- Active: 1 July 1995 – 2013
- Country: Australia
- Branch: Army
- Type: Royal Australian Engineers (RAE)
- Role: Combat engineers
- Part of: 4th Brigade
- Garrison/HQ: East Ringwood, Victoria
- Motto: Ubique
- March: Wings
- Mascot: Platypus

Commanders
- Current commander: LTCOL Glenn Pilbeam

Insignia
- Abbreviation: 4 CER

= 4th Combat Engineer Regiment (Australia) =

Australian Army engineer unit

4th Combat Engineer Regiment (4 CER) was an Australian Army Reserve engineer regiment based at East Ringwood, Victoria. Raised on 1 July 1995, upon formation, the regiment consisted of the 10th and 35th Field Squadrons and the 38th Support Squadron. It was an Army Reserve unit that provided engineering support to the 4th Brigade, and played a pivotal role in the ADF support to the 2003 Victorian Alpine Fires and the 2009 Black Saturday Fires.

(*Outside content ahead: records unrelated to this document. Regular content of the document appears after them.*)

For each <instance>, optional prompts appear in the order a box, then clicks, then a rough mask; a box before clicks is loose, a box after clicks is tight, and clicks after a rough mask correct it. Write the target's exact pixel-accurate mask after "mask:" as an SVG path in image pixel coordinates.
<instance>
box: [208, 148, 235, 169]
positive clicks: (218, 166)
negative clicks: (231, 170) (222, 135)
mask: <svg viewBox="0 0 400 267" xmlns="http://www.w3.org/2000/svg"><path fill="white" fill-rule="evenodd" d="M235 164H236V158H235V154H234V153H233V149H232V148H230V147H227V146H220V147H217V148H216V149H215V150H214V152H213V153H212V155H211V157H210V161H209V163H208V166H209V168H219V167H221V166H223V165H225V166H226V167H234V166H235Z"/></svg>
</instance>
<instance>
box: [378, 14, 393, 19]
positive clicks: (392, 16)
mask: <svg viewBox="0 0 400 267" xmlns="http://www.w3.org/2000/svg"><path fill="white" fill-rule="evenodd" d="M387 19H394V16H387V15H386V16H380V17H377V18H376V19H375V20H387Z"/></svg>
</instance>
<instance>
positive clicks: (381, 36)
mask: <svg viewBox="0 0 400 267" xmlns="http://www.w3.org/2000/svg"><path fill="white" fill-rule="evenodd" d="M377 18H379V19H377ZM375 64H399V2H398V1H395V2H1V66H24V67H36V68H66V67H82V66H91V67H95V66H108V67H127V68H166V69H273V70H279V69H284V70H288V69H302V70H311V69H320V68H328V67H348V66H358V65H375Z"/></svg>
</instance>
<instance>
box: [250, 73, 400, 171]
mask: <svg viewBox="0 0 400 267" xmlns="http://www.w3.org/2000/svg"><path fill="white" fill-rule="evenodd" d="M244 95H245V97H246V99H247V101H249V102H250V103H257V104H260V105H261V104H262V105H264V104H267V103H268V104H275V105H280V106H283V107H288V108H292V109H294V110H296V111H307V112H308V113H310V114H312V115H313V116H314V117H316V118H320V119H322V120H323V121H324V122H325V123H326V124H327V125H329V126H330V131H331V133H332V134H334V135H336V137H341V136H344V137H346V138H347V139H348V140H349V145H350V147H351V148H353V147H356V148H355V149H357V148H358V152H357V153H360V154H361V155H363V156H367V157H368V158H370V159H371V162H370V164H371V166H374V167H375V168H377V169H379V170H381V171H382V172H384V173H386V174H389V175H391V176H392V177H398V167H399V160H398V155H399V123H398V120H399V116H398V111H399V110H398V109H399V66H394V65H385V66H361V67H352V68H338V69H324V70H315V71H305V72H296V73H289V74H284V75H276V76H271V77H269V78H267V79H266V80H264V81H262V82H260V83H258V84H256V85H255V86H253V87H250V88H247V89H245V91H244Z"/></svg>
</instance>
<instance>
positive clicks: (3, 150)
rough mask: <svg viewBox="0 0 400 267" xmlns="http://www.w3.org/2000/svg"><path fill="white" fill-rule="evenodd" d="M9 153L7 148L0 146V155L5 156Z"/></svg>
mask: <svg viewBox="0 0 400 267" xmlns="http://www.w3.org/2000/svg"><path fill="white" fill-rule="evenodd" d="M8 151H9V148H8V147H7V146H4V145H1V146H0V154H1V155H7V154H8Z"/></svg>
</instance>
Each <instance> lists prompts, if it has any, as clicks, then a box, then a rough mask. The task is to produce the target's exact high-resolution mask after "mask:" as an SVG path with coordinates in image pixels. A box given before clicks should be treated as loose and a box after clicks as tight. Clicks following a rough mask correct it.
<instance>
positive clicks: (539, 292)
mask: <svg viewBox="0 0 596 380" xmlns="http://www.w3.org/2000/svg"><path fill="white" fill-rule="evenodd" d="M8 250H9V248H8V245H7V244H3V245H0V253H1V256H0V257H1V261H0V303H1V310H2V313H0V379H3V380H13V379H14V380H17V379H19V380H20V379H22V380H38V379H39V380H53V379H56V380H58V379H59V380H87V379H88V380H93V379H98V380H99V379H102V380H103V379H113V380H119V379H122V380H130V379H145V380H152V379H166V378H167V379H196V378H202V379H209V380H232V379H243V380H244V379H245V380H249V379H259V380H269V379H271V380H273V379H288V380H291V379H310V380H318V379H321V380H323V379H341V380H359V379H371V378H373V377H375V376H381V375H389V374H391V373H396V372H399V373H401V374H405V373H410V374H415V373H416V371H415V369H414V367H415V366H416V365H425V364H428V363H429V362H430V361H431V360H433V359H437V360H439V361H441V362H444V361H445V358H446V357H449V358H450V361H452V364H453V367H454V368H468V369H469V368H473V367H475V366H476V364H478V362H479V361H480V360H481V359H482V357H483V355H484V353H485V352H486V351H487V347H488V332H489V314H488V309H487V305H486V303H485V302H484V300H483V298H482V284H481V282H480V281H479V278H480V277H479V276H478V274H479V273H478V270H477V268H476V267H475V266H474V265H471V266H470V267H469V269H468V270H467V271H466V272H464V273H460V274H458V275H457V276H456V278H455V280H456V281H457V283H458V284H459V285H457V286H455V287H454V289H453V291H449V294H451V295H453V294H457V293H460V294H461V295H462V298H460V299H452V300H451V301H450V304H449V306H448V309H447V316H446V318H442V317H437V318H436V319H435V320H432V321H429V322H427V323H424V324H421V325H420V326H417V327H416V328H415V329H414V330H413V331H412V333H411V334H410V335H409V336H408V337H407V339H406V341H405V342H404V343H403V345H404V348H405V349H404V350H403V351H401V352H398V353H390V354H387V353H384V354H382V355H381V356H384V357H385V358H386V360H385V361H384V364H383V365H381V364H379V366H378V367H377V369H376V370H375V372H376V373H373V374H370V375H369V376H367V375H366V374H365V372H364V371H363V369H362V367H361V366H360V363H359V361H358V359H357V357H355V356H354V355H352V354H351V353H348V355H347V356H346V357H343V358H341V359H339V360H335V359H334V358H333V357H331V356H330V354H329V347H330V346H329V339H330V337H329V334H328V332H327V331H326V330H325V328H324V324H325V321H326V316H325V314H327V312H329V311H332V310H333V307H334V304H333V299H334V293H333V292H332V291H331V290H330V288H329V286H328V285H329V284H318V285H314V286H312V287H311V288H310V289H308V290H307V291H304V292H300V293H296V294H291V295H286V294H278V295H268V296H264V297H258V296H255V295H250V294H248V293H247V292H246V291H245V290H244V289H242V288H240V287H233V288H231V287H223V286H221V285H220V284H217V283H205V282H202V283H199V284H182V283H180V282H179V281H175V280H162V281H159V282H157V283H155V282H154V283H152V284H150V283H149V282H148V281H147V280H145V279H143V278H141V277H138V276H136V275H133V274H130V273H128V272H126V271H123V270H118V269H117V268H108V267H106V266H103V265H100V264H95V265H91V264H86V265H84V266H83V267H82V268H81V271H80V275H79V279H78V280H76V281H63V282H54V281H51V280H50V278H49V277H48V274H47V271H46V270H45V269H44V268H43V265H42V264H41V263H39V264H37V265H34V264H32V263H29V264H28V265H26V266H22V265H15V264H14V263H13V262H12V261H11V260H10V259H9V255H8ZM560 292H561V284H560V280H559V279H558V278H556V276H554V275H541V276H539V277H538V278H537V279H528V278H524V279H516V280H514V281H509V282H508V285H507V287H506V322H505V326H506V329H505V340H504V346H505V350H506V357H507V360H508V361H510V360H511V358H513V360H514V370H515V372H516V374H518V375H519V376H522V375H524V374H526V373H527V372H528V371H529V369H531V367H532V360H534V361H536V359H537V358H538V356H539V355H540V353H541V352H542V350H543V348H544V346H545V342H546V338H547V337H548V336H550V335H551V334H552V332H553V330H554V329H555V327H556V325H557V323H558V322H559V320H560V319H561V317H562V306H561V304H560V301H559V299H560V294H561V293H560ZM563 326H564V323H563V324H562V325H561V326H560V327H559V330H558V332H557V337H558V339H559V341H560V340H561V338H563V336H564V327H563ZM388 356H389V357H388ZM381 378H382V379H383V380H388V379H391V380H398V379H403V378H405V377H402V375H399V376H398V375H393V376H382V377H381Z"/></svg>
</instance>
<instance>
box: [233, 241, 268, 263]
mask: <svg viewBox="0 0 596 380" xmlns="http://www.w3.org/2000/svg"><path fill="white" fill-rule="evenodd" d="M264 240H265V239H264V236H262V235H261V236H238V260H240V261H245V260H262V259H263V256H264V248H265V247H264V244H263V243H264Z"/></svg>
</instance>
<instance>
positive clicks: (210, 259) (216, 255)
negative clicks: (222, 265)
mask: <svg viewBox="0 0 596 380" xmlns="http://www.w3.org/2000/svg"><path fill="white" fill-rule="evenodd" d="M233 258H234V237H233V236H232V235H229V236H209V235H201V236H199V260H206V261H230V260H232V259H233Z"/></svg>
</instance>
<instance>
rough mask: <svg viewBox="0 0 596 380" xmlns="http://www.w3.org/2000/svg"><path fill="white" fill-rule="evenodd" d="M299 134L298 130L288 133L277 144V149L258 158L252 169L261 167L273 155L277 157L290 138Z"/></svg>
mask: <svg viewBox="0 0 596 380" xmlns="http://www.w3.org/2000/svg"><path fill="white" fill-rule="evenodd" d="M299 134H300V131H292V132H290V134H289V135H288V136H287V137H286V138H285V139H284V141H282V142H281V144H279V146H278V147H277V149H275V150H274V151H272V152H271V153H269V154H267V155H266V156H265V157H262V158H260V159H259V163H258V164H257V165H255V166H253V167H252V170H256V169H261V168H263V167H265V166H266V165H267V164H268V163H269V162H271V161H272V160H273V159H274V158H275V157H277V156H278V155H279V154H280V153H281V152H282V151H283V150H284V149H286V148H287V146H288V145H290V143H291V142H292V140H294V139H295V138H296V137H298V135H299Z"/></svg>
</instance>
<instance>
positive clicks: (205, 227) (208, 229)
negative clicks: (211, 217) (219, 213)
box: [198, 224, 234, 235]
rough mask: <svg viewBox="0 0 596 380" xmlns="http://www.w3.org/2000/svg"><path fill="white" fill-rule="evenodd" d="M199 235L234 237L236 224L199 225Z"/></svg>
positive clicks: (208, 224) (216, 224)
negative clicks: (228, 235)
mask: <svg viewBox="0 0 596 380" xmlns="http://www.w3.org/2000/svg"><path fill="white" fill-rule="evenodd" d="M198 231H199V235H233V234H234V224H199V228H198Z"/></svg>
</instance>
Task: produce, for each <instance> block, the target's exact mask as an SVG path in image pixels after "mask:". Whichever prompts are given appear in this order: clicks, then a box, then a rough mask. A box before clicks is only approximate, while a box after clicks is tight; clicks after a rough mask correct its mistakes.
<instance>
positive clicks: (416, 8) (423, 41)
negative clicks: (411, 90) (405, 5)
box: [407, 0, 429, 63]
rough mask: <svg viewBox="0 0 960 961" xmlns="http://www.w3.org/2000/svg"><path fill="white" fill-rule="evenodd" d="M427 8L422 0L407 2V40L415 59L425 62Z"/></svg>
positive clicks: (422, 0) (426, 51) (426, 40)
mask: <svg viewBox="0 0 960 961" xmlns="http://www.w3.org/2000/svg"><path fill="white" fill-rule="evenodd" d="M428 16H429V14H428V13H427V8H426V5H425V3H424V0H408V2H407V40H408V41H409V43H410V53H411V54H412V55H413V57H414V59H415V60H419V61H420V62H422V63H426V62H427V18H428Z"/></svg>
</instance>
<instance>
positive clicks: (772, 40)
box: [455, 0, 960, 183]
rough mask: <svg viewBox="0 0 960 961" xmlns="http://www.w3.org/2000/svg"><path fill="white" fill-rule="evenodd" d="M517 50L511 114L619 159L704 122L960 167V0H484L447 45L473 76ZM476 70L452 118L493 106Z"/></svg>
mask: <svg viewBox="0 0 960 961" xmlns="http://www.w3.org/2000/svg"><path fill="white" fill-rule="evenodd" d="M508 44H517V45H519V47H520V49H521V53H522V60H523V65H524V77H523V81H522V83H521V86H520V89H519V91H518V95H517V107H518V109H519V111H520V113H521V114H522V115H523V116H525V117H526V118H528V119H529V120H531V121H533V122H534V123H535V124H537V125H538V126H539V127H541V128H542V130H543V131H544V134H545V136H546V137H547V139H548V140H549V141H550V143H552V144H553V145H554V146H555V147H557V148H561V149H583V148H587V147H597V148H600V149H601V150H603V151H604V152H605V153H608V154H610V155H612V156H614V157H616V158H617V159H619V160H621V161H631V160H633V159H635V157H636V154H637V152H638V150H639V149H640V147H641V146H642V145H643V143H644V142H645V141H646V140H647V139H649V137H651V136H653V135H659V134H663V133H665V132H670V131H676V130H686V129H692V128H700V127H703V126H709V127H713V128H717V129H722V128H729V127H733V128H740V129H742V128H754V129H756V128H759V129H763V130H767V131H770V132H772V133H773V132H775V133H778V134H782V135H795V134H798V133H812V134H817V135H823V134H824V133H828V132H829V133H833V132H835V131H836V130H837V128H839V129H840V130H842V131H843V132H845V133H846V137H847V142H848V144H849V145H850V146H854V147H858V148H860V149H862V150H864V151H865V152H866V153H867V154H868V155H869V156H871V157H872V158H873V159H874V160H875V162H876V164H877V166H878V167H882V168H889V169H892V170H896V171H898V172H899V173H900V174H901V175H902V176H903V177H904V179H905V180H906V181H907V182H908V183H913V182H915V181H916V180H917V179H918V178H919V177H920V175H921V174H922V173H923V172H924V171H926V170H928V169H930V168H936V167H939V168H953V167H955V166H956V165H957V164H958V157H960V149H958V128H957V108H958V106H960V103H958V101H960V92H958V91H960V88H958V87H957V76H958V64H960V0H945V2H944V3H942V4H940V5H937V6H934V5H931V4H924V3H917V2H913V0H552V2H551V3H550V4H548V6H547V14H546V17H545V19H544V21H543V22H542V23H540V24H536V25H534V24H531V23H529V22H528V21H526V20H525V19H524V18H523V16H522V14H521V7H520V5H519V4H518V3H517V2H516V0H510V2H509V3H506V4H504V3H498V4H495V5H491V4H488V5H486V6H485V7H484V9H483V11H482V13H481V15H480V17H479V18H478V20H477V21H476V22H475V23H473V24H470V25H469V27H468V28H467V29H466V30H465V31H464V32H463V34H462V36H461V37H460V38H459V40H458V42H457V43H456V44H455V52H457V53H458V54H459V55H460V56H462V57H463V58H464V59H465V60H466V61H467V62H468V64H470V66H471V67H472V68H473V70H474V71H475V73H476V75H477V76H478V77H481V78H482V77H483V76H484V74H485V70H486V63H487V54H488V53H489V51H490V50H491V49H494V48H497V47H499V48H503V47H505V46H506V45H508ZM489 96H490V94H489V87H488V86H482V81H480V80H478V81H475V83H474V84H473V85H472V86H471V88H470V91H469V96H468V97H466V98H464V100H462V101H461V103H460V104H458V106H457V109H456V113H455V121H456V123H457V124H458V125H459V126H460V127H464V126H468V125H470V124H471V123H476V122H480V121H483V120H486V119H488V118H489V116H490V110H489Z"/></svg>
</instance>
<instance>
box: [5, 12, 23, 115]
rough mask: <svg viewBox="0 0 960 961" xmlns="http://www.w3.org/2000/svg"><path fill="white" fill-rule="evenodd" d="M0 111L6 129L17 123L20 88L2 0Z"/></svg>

Throughout 2009, the regiment also contributed personnel to operations overseas, including deployments to Afghanistan and the Sinai; other personnel took part were detached to Rifle Company Butterworth and Operation Resolute. In 2013, 4 CER merged with the 22nd Construction Regiment, to form the 22nd Engineer Regiment.